First steps with DBT - Data Build Tool

JP
15 de dez. de 2022
7 min de leitura

DBT has been used by a lot of companies on Data area and I believe that we can extract good insights in this post about it. That's going to be a practical post showing how DBT works it and hope you guys enjoy it.

What's DBT?

DBT means Data Build Tool and enables teams to transform data already loaded in their warehouse with simple select statements. DBT does the T in ELT processes, in the other words, he doesn't work to extract and load data but he's useful to transform it.

Step 1: Creating a DBT Project

Now, we're assume that DBT is already installed but if not, I recommend see this link.

After DBT installed you can create a new project using CLI or you can clone this project from the DBT Github repository.

Here for this post we're going to use CLI mode to create our project and also to complete the next steps. To create a new project, run the command below.

dbt init

After running this command, you need to type the project's name and which warehouse or database you're going to use like the image below.

For this post, we're going to use postgres adapter. It's very important that you have a postgres database already installed or you can up a postgres image using docker.

About adapters, DBT supports different of them and you can check here.

I created a table structure and also loaded it with data simulating data from a video platform called wetube and we're going to use them to understand how DBT works it. Follow the structure:

Step 2: Structure and more about DBT

After running dbt init command to create the project, a structure of folders and files below will be created.

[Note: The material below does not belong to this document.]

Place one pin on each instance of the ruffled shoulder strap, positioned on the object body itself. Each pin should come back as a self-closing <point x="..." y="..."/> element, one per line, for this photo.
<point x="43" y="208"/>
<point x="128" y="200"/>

I won't talk about the whole directories of project but I'd like to focus in two of them.

Sources

Sources are basically the data already loaded into your warehouse. In DBT process, sources have the same meaning of raw data.

There's no folders representing source data for this project but you need to know about this term because we're going to set up tables already created as sources for the next sections.

Seeds

Seeds is an interesting and useful mechanism to load static data into your warehouse through CSV files. If you want to load these data you need to create a CSV file on this directory and run the command below.

dbt seed

For each field on CSV file, DBT will infer their types and create a table into warehouse or database.

Models

DBT works with Model paradigm, the main idea is that you can create models through the transformation using SQL statements based on tables sources or existing models

Every SQL file located in your model folder will create a model into your warehouse when the command below runs.

dbt run

Remember that a model can be created through a source or another model and don't worry about this, I'll show you more details about it.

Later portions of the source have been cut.